Suppose we have two networks with parameters f and g respectively.

And they all have the same input x such that y1, y2=f(x) [multi-task network with two outputs] and z=g(x).

What I want to do is this: Assume y1=f1(x), y2=f2(x), to update f we have two losses in which one is based on the prediction from g(x), after one gradient update, we want to update g which based on the performance of f1(x):

f’ = f + \alpha * Grad(L(f1(x), y1_gt) + L(f2(x), g(x)))

g‘ = g + \beta * Grad(L(f1’(x), y1_gt))). # use the updated f’

\alpha, \beta are learning rates.

The current issue is: I don’t know how to implement the grad(L(f1’(x), y1_gt))).

My current code is (proved to be wrong):

# define my model1 with two outputs
class model1(...):
    ...
    def forward(x):
    ...
    return y1, y2

# define my model2 with one output    
class model2(...):
    ...
    def forward(x):
    ...
    return z

def model_fit(pred, gt):
        return [cross_entropy_loss(pred, gt)]

# define optmizers:
optimizer1 = optim.SGD(model1.parameters(), lr=1e-5)
optimizer2 = optim.SGD(model2.parameters(), lr=1e-5)

# run one iteration as a simple example:
y1, y2 = model1(train_data)  # y1,y2=f(x)
z = model2(train_data)   # z=g(x)

optimizer1.zero_grad()
optimizer2.zero_grad()

train_loss1 = model_fit(y1, y1_gt) # compute loss1 L(f1(x), y1_gt)
train_loss2 = model_fit(y2, z) # compute loss2  L(f2(x), g(x))

(train_loss1+train_loss2).backward(create_graph=True) # Grad(L(f1(x), y1_gt) + L(f2(x), g(x))
optimizer1.step() # f’ = f + \alpha * Grad(L(f1(x), y1_gt) + L(f2(x), g(x)))

# 2nd forward pass based on the updated network 1.
y1,y2 = model1(train_data)  # y1,y2 = f'(x)
train_loss1 = model1.model_fit(y1, y1_gt)  # L(f1’(x), y1_gt))
train_loss1.backward()  # Grad(L(f1’(x), y1_gt)))
optimizer2.step()  # g‘ = g + \beta * Grad(L(f1’(x), y1_gt)))

However, the performance didn’t go as expected. It only calculates the gradient on train_loss2 in the first step() and retains the same gradient on the second step().
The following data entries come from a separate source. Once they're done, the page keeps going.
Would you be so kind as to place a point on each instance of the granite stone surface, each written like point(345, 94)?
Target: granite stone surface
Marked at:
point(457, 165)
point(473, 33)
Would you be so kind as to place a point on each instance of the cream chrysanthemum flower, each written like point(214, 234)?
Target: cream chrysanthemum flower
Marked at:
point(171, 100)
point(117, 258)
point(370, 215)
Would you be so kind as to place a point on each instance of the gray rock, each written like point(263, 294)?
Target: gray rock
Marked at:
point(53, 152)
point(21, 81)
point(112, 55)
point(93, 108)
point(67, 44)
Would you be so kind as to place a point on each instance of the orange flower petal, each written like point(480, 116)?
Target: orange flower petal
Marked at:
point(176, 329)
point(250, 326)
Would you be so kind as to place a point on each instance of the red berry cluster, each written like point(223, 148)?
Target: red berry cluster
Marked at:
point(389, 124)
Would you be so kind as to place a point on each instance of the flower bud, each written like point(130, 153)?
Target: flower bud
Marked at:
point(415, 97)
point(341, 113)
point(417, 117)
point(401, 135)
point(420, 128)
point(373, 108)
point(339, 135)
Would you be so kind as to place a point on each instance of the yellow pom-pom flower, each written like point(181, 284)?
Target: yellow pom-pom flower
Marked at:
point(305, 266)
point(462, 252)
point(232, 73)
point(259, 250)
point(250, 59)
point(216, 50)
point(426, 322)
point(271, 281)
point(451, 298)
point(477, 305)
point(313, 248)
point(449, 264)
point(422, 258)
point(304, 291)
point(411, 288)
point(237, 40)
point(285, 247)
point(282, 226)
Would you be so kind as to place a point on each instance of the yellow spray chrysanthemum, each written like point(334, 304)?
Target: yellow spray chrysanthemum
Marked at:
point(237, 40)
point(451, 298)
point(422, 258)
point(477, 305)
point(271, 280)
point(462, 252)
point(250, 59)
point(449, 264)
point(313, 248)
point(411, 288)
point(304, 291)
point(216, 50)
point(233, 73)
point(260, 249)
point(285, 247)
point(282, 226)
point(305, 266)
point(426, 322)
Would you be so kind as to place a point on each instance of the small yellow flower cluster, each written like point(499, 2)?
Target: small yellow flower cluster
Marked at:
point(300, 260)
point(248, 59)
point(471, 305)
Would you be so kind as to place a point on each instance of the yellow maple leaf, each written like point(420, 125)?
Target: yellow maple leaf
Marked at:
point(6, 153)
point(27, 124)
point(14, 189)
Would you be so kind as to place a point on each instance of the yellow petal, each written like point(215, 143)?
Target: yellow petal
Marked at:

Update: I think I have understood what my code is doing: in the first backward function: it calculates the gradient w.r.t. both model1 and model2, the optimizer1.step() updates the gradients in model1 (Grad(L(f1(x), y1_gt) + L(f2(x), g(x))) w.r.t. f). However, in the second forward pass, the model2 recreates the computational graph and it cannot retain the previous graph. Thus, the gradient of train_loss1 w.r.t. model2 would be simply zeros. Since I put a create_graph=True in the first gradient update, the second backward pass will cumulate the gradients, thus the same as train_loss2 gradient w.r.t. model2 in the first gradient update (Grad(L(f2(x), g(x)) w.r.t. g, (accumulates grad(L(f1(x), y1_gt) w.r.t. g which is zero) ).

Now the problem becomes: how to retain the graph in the second forward pass so that we can compute the higher order gradients.

Any comments are welcomed. Thanks!

Hi, @lorenmt have you solved this problem?